Figure 3 shows that the correlations between the number of semantic numbers and the average number of relations/types/triples for different entities. For an entity represented by more semantic vectors, it has more types and appears with more different relations and triples in the training set. Thus the entities with more semantic vectors have more complex semantics. Therefore, the result of TransT conforms to our understanding of the entity semantics.

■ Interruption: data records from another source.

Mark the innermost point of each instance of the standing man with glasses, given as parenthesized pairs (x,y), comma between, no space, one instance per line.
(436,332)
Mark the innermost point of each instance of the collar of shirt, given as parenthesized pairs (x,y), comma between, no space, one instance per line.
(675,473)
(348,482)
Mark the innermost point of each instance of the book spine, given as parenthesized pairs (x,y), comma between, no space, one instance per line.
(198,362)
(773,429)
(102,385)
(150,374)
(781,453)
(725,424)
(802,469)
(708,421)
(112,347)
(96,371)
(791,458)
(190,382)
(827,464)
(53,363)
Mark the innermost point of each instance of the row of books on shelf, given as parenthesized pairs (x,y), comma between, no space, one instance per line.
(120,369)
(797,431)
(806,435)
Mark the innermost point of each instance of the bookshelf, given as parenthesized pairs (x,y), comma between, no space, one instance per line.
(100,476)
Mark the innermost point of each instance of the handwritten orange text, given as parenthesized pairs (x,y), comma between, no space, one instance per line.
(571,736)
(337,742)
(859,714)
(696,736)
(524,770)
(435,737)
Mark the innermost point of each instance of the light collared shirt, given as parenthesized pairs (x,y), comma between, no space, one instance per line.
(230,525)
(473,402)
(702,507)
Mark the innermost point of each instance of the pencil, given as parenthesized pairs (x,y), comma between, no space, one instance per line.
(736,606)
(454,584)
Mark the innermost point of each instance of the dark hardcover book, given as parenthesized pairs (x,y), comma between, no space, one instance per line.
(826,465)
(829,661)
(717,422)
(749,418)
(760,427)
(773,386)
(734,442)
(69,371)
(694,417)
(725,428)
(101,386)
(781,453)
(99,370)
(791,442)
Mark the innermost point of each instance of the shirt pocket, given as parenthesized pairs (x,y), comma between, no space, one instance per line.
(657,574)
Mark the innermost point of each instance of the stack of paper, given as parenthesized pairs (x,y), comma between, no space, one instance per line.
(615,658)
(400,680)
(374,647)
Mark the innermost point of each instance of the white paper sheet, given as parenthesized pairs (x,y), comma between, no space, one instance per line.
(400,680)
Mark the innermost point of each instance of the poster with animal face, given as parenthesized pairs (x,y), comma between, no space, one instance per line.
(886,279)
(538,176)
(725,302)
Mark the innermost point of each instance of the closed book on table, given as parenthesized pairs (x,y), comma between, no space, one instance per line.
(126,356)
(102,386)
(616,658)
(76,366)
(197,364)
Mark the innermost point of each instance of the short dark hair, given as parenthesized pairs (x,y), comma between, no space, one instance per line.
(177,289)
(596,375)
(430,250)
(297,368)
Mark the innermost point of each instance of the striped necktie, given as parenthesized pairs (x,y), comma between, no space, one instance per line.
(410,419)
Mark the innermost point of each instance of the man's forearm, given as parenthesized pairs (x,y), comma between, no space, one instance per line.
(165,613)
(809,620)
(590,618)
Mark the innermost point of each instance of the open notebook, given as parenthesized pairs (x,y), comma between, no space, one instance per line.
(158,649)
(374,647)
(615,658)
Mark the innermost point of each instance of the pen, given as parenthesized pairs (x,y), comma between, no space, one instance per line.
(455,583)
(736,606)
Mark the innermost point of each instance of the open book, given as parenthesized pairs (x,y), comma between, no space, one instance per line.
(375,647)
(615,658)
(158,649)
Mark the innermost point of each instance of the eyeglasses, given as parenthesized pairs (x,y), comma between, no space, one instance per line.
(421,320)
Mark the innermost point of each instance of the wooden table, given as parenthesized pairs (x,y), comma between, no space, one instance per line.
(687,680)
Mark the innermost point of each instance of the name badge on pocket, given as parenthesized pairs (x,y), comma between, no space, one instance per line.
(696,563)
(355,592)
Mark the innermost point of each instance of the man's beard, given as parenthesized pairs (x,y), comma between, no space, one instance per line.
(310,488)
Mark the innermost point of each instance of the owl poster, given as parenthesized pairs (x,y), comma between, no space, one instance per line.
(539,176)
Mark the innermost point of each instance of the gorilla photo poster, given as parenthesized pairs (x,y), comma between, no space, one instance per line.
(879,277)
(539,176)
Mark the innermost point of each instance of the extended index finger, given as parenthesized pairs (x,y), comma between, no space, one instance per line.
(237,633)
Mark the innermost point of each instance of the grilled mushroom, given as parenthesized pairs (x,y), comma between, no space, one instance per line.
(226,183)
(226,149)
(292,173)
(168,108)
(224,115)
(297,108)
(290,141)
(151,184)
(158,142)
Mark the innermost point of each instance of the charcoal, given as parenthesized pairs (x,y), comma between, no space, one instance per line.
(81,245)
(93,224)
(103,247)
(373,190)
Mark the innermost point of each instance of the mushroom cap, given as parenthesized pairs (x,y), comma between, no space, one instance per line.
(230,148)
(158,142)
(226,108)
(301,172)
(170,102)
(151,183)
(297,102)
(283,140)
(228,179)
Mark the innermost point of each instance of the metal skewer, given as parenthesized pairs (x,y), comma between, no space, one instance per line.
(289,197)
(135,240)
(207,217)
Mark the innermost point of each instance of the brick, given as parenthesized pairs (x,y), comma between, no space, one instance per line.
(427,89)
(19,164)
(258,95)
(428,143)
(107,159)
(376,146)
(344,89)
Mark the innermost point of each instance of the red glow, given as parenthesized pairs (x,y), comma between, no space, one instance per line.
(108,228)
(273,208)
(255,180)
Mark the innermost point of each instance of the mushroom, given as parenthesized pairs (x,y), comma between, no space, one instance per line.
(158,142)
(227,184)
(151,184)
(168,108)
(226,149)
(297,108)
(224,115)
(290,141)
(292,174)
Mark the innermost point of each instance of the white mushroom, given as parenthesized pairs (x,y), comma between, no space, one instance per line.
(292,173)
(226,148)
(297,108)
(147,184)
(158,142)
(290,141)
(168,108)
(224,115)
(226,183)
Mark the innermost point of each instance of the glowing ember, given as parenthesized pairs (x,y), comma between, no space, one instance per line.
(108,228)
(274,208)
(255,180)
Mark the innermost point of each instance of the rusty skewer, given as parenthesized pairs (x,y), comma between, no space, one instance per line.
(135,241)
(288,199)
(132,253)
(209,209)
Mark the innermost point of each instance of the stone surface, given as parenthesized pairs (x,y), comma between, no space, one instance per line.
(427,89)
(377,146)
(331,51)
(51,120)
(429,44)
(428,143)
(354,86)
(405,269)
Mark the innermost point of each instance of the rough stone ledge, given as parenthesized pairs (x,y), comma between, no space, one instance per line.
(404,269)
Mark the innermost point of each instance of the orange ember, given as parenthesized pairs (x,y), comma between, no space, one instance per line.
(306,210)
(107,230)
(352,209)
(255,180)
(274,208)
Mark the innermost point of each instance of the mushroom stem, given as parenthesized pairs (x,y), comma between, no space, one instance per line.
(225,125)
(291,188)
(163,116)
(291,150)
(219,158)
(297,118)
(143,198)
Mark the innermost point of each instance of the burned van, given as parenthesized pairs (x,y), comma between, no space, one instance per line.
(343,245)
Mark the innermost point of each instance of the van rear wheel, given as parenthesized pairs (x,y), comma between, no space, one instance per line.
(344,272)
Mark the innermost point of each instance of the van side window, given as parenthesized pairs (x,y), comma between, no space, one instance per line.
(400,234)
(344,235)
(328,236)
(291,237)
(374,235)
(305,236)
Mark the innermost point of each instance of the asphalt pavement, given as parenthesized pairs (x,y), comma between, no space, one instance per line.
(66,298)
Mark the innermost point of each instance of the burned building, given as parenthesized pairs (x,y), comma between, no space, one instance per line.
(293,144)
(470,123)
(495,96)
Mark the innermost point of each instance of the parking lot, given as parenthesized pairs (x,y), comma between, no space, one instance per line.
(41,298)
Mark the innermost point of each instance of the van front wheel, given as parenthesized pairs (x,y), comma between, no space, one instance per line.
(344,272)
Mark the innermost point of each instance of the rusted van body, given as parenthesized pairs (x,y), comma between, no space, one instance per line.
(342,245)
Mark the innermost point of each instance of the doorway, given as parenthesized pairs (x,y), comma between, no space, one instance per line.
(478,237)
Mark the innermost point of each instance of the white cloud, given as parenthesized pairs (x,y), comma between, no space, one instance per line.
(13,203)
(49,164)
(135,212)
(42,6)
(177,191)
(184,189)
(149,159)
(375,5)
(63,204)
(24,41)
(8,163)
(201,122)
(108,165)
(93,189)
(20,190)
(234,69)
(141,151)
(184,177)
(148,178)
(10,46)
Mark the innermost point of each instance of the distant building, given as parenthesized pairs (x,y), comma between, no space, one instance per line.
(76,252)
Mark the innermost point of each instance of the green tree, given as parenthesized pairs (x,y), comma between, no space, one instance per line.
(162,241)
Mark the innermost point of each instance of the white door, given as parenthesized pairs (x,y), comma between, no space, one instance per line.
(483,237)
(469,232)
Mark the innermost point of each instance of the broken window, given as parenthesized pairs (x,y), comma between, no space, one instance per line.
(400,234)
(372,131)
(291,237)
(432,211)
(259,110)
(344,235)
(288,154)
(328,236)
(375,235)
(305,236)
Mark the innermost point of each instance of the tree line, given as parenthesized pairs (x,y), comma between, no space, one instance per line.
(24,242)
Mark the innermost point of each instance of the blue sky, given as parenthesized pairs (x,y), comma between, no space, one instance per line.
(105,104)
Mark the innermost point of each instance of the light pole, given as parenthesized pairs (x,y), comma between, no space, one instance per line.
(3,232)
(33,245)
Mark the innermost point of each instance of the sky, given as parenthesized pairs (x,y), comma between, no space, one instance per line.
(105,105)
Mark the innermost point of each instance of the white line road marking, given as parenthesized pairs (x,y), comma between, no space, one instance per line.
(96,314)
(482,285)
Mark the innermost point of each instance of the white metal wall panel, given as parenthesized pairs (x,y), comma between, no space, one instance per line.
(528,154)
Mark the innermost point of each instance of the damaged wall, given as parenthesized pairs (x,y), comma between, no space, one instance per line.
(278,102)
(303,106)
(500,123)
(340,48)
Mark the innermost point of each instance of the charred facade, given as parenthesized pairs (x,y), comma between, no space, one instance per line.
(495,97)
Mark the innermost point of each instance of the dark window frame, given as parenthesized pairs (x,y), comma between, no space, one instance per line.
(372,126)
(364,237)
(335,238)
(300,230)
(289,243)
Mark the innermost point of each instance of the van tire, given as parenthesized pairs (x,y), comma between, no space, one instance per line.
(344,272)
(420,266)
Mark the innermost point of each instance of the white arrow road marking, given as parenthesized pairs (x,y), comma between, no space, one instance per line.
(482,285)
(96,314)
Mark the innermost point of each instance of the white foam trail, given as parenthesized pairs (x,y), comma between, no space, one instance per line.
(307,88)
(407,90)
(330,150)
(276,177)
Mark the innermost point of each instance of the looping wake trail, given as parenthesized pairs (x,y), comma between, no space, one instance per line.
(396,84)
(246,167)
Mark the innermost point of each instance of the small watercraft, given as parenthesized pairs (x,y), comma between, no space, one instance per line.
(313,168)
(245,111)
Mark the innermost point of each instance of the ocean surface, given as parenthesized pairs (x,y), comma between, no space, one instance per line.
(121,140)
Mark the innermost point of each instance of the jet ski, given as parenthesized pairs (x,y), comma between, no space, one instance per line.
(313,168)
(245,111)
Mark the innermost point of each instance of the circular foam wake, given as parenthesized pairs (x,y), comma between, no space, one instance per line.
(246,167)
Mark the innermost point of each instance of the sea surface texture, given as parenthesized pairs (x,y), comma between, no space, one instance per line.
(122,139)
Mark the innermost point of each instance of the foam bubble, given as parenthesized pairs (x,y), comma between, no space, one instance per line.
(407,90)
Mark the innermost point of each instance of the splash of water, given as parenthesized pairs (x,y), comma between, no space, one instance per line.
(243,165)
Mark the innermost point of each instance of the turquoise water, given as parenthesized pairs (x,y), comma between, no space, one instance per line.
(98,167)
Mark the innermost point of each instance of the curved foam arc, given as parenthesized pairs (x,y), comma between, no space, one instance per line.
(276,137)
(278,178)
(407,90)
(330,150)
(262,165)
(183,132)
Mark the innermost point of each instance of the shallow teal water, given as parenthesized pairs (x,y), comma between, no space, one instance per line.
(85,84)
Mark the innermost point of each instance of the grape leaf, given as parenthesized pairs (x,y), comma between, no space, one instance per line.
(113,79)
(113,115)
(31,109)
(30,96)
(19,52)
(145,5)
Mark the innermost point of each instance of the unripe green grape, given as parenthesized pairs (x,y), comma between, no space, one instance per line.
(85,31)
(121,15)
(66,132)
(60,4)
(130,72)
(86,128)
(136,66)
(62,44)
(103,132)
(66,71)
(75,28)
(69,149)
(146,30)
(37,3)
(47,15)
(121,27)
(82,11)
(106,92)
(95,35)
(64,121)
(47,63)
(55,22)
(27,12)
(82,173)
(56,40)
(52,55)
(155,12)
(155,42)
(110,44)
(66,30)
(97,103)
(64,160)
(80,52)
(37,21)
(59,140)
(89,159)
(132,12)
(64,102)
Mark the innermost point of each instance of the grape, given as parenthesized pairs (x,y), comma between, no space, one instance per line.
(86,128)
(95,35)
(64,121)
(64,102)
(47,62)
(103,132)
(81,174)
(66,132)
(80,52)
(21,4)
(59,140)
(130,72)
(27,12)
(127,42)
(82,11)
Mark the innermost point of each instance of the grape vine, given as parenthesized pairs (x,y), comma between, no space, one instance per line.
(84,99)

Figure 4 shows that the prediction probabilities of several selected entities. Our approach generates at most 11 semantic vectors for entities. The entities with more semantic vectors have broader concepts. Thus, popular places and people including “Paris”, “Alan Turing”, have more semantic vectors than awards like “Film Award” and events like “2007 NBA draft”. Compared with TransE, multiple semantic vectors improve prediction probability of most entities.

Fig. 3.
figure 3

The bar chart is the number of entities with different semantic numbers. The left y-axis is the number of relations or types. The right y-axis is the number of triples. The x-axis is the number of semantic vectors.

Fig. 4.
figure 4

HIT@10 of 11 entities with different numbers of semantic vectors. The number of semantic vectors are placed above the bars.

5 Conclusion

This paper proposes TransT, a new approach for KGC, which combines structured information and type information. With the type-based prior knowledge, TransT generates semantic vectors for entities in different contexts based on CRP and optimizes the posterior probability estimation. This approach makes full use of type information and accurately captures semantic features of entities. Extensive experiments show that TransT achieves markable improvements against the baselines.